International edition bonus track
| No. | Title | Writer(s) | Length |
|---|---|---|---|
| 13. | "That Old Feeling" | Lew Brown; Sammy Fain; | 2:32 |
| Total length: |  |  | 57:39 |

Japanese edition bonus track
| No. | Title | Writer(s) | Length |
|---|---|---|---|
| 14. | "Another Spring" | Lee; Hubie Wheeler; | 3:04 |
| Total length: |  |  | 60:43 |

==Personnel==
Credits adapted from the liner notes of Love Scenes.
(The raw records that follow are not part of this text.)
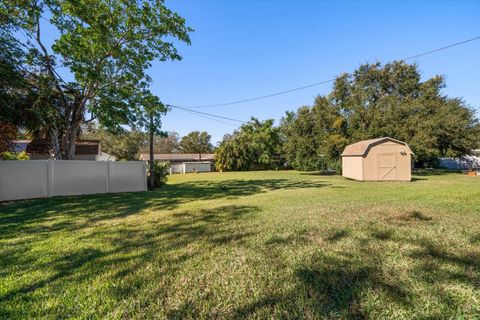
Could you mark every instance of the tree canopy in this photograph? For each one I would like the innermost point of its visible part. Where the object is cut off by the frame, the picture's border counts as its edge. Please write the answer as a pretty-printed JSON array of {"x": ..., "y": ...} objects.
[
  {"x": 254, "y": 146},
  {"x": 196, "y": 142},
  {"x": 376, "y": 101},
  {"x": 96, "y": 68}
]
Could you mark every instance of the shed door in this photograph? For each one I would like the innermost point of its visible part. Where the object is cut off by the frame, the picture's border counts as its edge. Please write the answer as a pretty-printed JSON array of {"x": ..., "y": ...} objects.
[{"x": 386, "y": 166}]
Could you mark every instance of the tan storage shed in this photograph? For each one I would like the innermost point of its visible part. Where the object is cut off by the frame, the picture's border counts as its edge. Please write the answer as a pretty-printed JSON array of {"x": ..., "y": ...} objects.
[{"x": 381, "y": 159}]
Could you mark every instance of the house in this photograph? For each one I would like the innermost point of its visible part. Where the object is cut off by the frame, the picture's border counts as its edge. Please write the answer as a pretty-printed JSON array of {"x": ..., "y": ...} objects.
[
  {"x": 84, "y": 150},
  {"x": 381, "y": 159},
  {"x": 471, "y": 161},
  {"x": 184, "y": 162}
]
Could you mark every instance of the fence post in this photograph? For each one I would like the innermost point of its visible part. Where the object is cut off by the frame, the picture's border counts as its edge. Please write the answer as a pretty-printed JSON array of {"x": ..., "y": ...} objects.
[
  {"x": 49, "y": 178},
  {"x": 108, "y": 176},
  {"x": 145, "y": 175}
]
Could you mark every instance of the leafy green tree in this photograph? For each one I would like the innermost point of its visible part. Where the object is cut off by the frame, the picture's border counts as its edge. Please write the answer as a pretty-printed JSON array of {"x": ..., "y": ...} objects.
[
  {"x": 375, "y": 101},
  {"x": 123, "y": 145},
  {"x": 168, "y": 143},
  {"x": 196, "y": 142},
  {"x": 106, "y": 46},
  {"x": 256, "y": 145}
]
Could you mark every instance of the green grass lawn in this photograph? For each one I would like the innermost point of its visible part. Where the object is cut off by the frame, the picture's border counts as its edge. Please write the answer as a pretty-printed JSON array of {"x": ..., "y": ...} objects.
[{"x": 247, "y": 245}]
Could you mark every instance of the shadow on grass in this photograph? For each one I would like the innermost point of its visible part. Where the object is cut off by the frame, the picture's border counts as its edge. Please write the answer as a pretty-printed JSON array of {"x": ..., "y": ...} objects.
[
  {"x": 433, "y": 172},
  {"x": 335, "y": 285},
  {"x": 82, "y": 211}
]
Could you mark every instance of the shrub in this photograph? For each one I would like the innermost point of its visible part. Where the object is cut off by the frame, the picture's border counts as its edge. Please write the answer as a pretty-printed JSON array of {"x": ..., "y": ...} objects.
[
  {"x": 160, "y": 172},
  {"x": 8, "y": 155}
]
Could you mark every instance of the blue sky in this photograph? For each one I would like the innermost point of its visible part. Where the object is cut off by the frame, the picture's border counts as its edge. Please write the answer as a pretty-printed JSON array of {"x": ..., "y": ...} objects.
[{"x": 244, "y": 49}]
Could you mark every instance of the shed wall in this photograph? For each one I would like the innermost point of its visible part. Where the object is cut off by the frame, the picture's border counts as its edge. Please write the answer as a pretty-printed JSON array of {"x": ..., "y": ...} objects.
[
  {"x": 352, "y": 167},
  {"x": 372, "y": 164}
]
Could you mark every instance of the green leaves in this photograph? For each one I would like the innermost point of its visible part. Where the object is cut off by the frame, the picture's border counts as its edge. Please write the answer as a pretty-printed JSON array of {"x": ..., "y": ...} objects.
[
  {"x": 255, "y": 146},
  {"x": 375, "y": 101},
  {"x": 196, "y": 142}
]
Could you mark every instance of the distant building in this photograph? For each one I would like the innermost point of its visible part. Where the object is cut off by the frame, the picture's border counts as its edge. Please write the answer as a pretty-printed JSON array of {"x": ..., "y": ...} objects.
[
  {"x": 84, "y": 150},
  {"x": 184, "y": 162},
  {"x": 463, "y": 163}
]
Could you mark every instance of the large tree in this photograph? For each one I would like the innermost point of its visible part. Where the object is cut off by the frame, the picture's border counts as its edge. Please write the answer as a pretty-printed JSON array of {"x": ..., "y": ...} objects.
[
  {"x": 196, "y": 142},
  {"x": 124, "y": 145},
  {"x": 96, "y": 68},
  {"x": 381, "y": 100},
  {"x": 166, "y": 143},
  {"x": 256, "y": 145}
]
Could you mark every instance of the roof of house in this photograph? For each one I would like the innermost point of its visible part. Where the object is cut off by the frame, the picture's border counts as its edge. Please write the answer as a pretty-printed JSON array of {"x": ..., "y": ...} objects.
[
  {"x": 178, "y": 157},
  {"x": 361, "y": 148},
  {"x": 82, "y": 147}
]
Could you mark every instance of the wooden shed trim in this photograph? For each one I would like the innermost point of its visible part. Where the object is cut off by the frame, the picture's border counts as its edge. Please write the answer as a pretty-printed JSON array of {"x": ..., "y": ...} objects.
[{"x": 361, "y": 148}]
- Diana Krall – piano, lead vocals, liner notes
- Russell Malone – guitar
- Christian McBride – bass
- Tommy LiPuma – production
- Al Schmitt – recording, mixing
- Lawrence Manchester – recording engineering assistance
- Koji Egawa – mixing engineering assistance
- Doug Sax – mastering
- Marsha Black – project coordination
- Rocky Schenck – photography
- Hollis King – art direction
- Isabelle Wong – graphic design

==Charts==

===Weekly charts===

| Chart (1997–1998) | Peak position |
|---|---|
| Canada Top Albums/CDs (RPM) | 47 |
| French Albums (SNEP) | 35 |
| Japanese Albums (Oricon) | 98 |
| New Zealand Albums (RMNZ) | 45 |
| UK Albums (OCC) | 152 |
| UK Jazz & Blues Albums (OCC) | 2 |
| US Billboard 200 | 109 |
| US Top Jazz Albums (Billboard) | 2 |
| US Traditional Jazz Albums (Billboard) | 1 |

===Year-end charts===

| Chart (1997) | Position |
|---|---|
| US Top Jazz Albums (Billboard) | 7 |

| Chart (1998) | Position |
|---|---|
| US Top Jazz Albums (Billboard) | 2 |

| Chart (1999) | Position |
|---|---|
| US Top Jazz Albums (Billboard) | 4 |

| Chart (2000) | Position |
|---|---|
| Canadian Albums (Nielsen SoundScan) | 167 |

| Chart (2001) | Position |
|---|---|
| Canadian Jazz Albums (Nielsen SoundScan) | 5 |

| Chart (2002) | Position |
|---|---|
| Canadian Jazz Albums (Nielsen SoundScan) | 8 |

==Certifications==

| Region | Certification | Certified units/sales |
| Canada (Music Canada) | 2× Platinum | 200,000^{^} |
| Germany (BVMI) | 2× Platinum | 40,000^{‡} |
| United States (RIAA) | Platinum | 1,000,000^{^} |
^{^} Shipments figures based on certification alone. ^{‡} Sales+streaming figures based on certification alone.